For MHE applications, you need to have some CV values that you are trying to match that have FSTATUS=1. In the example you posted there are no CVs with FSTATUS=1 or any inserted measurements. MHE is to align a model with measured CVs values by adjusting the unknown parameters as FVs or MVs.

  • Check the solver status to make sure that it found a successful solution with APPSTAUTS==1
if m.options.APPSTATUS==1:
    print('Successful Solution)
else:
    print('Solver Failed to Find a Solution')
  • Create plots of the variables, especially if there is a problematic period. You can often see where there is an integrating variable such as qr or qc that are approaching a variable constraint. Here is an example where I converted your MHE application into an MPC application. I'm adjusting the friction factor f (not realistic) and the valve opening z to show how the MPC drives Ppin to the target set point.

MPC Results

from gekko import GEKKO
import numpy as np
import matplotlib.pyplot as plt

m = GEKKO(remote = False)

g  = m.Const(value = 9.81)
Cc = m.Const(value = 2*10**-5)
D1 = m.Const(value = 0.1016)
D2 = m.Const(value = 0.1016)
h1 = m.Const(value = 100) 
hv = m.Const(value = 1000)
L1 = m.Const(value = 500)
L2 = m.Const(value = 1100)
V1 = m.Const(value = 4.054)
V2 = m.Const(value = 9.729)
A1 = m.Const(0.008107)
A2 = m.Const(0.008107)

beta1 = m.Const(value = 1.5 * 10**9)
beta2 = m.Const(value = 1.5* 10**9)
Pres = m.Const(value = 1.261 * 10**7)
M = m.Const(value = 1.992 * 10**8) 
rho = m.Const(value = 932)
PI = m.Const(value = 2.32 * 10**(-9))
visc = m.Const(value = 0.024)

fo = m.Const(value = 60)
Inp = m.Const(value = 65)
Pnp = m.Const(value = 1.625 * 10**5)

z = m.MV(1, lb = 0.1, ub = 1)
z.STATUS = 1
z.DMAX = 0.01

f = m.MV(35, lb = 35, ub = 65)
f.STATUS = 1
f.DMAX = 30   
f.DCOST = 0.0002 # slow down change of frequency
f.UPPER = 65

Ppin = m.CV()
Ppin.STATUS = 1 # add the SP to the objective
Ppin.SP = 6e6 # set point
Ppin.TR_INIT = 1 # set point trajectory
Ppin.TAU = 5 # time constant of trajectory

Pwf = m.Var(ub = Pres)
Ppout = m.Var()
Pwh = m.Var()
Pm = m.Var()

P_fric_drop = m.Var()
F1 = m.Var()
F2 = m.Var()

q = m.Var(lb = 0)
qc = m.Var(lb = 0)
qr = m.Var(lb = 0)

I = m.Var()
H = m.Var()
BHP = m.Var(lb = 0)
BHPo = m.Var()
qo = m.Var()
Ho = m.Var()

m.Equation([Pwh.dt() == beta2*(q-qc)/V2,
            Pwf.dt() == beta1*(qr-q)/V1,
            M * q.dt() == Pwf - Pwh - rho*g*hv - P_fric_drop + (Ppout-Ppin)])

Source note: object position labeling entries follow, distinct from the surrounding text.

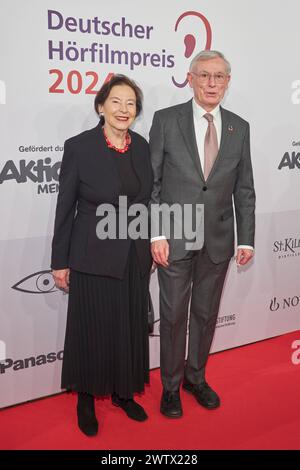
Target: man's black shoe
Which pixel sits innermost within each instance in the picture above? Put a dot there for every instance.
(204, 395)
(131, 408)
(170, 404)
(86, 416)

m.Equation([qr == PI*(Pres - Pwf),
            qc == Cc*z*(m.sqrt((Pwh - Pm))),
            Pm == Pwh/2,
            P_fric_drop == F1 + F2,
            F1 == 0.158 * rho * L1* q**2 * visc**0.5 /(D1 * A1**2 * (rho*D1*q)**0.5),
            F2 == 0.158 * rho * L2* q**2 * visc**0.5 /(D2 * A2**2 * (rho*D2*q)**0.5)])

m.Equation([
              qo * f == q * fo,
              H * fo**2 == Ho * f**2,
              BHPo == -2.3599e9*qo**3 - 1.8082e7*qo**2 + 4.3346e6*qo + 9.4355e4,
              BHP == BHPo * (f/fo)**3,
              Ppin == Pwf - rho*g*h1 - F1,
              Ho == 9.5970e2+7.4959e3*qo+-1.2454e6*qo**2,
              I * Pnp == Inp * BHP,
              Ppout == H*rho*g + Ppin
             ])

m.options.solver = 1
m.options.MAX_ITER = 250   

m.options.IMODE = 1
m.solve()

tf = 30  # final time (sec)
st = 2.0   # simulation time intervals
nt = int(tf/st)+1 # simulation time points
m.time = np.linspace(0,tf,nt)

m.options.CV_TYPE = 2 # squared error
m.options.solver = 3
m.options.NODES=2
m.options.IMODE = 6

plt.figure(figsize=(10,5))
for i in range(10):
    m.solve(disp=False)
    print(i,m.options.APPSTATUS)
    plt.subplot(10,1,i+1)
    plt.plot(m.time+i*st,Ppin.value)
    plt.xlim([0,50])
    plt.ylim([6e6,7e6])
plt.show()

Your application looks like it is for hydraulic pressure control in drilling. There are additional models available on GitHub. I hope you'll consider contributing your model or case studies to the open-source repository.